Noch ungewisser und erstaunter sagte er: »Aber wir sind ja noch gar nicht getraut und nichts ist beredet und vorbereitet!«
»Warum hast du mich denn geküßt, wenn du mich nicht willst?« antwortete Ursula, die jetzt plötzlich blasse Wangen bekam.
»Ei, wer sagt denn, daß ich dich nicht wolle?« rief Hansli, indem er das junge Weib näher an sich zog; »wenn du mich willst, so will ich auch dich! Aber damit sind wir ja erst Brautleute, sofern die Deinigen auch ihre Einwilligung geben.«
»Weißt du denn noch nicht, daß wir hier zu den Heiligen und Sündelosen des neuen Glaubens gehören, die keiner weltlichen noch geistlichen Obrigkeit mehr untertan sind? In uns ist der Geist Gottes, wir sind sein Leib, und wir tun nichts, als allein seinen Willen! So sagen unsere Propheten, und du sollst und wirst auch in unsere Gemeinschaft treten, und so nehmen wir uns zu Mann und Frau vermöge des heiligen Geistes und Willens, der in uns waltet!«
Diese Rede hielt Ursula mit hastigen Worten, und jetzt erblaßte Hansli ein weniges, als er sie noch fester umfing und ihr prüfend in die Augen blickte; denn er hatte sie nie so viel auf einmal reden hören. Wie sie nun, an seinem Halse hangend, die Augen zu ihm aufschlug, sah er darin ein sanftes, sinnliches Feuer glühen, aber zugleich auch die Flamme des Irrlichts, welche die Bescheidenheit dieser Seele versengt hatte, und er merkte, daß sie von der Wahnkrankheit befallen war, wie eine süße Traube vom Rost.

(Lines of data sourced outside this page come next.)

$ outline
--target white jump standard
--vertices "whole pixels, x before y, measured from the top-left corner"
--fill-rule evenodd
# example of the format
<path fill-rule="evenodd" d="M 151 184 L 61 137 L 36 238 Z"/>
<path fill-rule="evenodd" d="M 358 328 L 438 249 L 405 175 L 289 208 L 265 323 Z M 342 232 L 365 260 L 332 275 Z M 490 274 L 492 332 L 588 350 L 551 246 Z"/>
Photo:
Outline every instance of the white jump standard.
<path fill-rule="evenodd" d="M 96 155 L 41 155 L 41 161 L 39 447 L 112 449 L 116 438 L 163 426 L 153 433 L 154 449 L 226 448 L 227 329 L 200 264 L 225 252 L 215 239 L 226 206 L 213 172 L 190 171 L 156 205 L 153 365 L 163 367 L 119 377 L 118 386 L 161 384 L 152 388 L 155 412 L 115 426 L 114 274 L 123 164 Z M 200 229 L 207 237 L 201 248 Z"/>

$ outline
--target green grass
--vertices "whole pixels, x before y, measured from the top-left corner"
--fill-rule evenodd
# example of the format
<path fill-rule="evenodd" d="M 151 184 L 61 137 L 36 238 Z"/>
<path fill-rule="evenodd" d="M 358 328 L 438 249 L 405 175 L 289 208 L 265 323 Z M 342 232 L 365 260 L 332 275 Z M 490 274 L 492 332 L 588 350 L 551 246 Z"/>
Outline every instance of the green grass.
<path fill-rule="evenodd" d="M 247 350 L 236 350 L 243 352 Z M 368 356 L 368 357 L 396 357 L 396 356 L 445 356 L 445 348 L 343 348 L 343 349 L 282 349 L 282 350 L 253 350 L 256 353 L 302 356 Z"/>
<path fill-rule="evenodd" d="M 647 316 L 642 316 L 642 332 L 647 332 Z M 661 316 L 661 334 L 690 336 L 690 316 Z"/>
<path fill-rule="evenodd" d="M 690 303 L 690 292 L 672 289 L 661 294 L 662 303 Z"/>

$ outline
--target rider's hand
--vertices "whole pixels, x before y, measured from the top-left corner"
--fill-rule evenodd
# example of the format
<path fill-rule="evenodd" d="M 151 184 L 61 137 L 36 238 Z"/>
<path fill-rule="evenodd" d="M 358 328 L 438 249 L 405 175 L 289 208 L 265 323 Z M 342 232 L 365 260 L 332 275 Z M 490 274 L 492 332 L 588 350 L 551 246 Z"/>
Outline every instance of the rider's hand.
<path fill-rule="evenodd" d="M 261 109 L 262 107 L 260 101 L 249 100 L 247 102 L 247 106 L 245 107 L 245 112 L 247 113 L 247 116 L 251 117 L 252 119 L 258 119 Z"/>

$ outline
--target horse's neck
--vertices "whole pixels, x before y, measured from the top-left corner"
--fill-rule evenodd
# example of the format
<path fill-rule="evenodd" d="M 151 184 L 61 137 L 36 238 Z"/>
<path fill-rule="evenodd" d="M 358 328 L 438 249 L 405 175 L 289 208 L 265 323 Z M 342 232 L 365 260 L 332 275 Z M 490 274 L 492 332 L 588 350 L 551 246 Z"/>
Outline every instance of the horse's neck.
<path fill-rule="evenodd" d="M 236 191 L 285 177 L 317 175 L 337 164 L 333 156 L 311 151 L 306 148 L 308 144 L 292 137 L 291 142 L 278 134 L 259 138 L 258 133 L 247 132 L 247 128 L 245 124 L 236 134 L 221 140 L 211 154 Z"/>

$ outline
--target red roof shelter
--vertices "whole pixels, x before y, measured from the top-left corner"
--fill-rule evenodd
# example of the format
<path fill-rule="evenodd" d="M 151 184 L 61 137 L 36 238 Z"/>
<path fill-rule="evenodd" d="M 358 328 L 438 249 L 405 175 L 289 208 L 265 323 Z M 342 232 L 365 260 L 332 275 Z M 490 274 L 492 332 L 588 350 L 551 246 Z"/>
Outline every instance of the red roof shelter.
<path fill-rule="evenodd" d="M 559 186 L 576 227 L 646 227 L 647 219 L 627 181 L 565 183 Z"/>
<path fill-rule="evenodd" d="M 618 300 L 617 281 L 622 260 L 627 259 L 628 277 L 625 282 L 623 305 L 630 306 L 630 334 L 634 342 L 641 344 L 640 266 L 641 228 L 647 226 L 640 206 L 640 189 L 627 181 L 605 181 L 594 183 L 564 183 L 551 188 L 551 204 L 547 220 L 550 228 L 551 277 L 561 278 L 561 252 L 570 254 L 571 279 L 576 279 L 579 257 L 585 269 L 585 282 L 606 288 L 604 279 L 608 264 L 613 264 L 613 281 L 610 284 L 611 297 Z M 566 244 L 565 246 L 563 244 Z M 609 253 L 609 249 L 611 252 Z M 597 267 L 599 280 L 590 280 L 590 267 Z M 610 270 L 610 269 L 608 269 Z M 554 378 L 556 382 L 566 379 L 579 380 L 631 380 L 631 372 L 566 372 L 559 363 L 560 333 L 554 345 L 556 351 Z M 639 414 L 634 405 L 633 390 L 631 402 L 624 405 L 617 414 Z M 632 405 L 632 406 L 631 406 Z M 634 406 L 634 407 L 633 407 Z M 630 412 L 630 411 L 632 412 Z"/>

Ungern und langsam löste er sich aus der Umarmung und von der Brust, die ihm so willkommene Ruhe bot, und suchte sanft die Hände, die sich immer wieder verschränkten, von seinem Halse wegzubringen, bis er endlich mit einem festen Ruck sich befreite und hochaufgerichtet vor ihr stand.
»Auf die Art kann es nicht gehen,« sagte er ernsthaft, »ich will nach Recht und Bräuchen zur Ehe schreiten und festhalten, was mein ist! Komm, liebe Ursel, ich will dich in dein Haus zurückführen und mit den Deinigen sprechen, so gerät alles in der Ordnung und wir kommen um so fröhlicher zusammen! Von deinen Heiligen und Propheten höre ich nichts Gutes und kenne sie nicht, meine auch nicht, mit ihnen vertraut zu werden!«
Ursula gab ihm aber keine Antwort; sie ließ die Arme schlaff niederhängen und blickte verstört vor sich hin. Beschämung und Unwillen hatten sie gleich einer Verschmähten, die sich selbst angetragen, überwältigt, und jetzt wußte sie keinen Rat, da der Liebste wie eine Art Richter vor ihr stand. Jene Beredsamkeit war von ihr gewichen, ohne daß die alte bescheidene Gemütsruhe zurückkehrte, und im wunderlichen Wechsel des Lebens traf es sich, daß der in allen Irrsalen herumgetriebene Reisläufer mit gesunden Sinnen dastand, während das Unheil das stille Weib in der entlegenen Bergeinsamkeit aufgefunden hatte.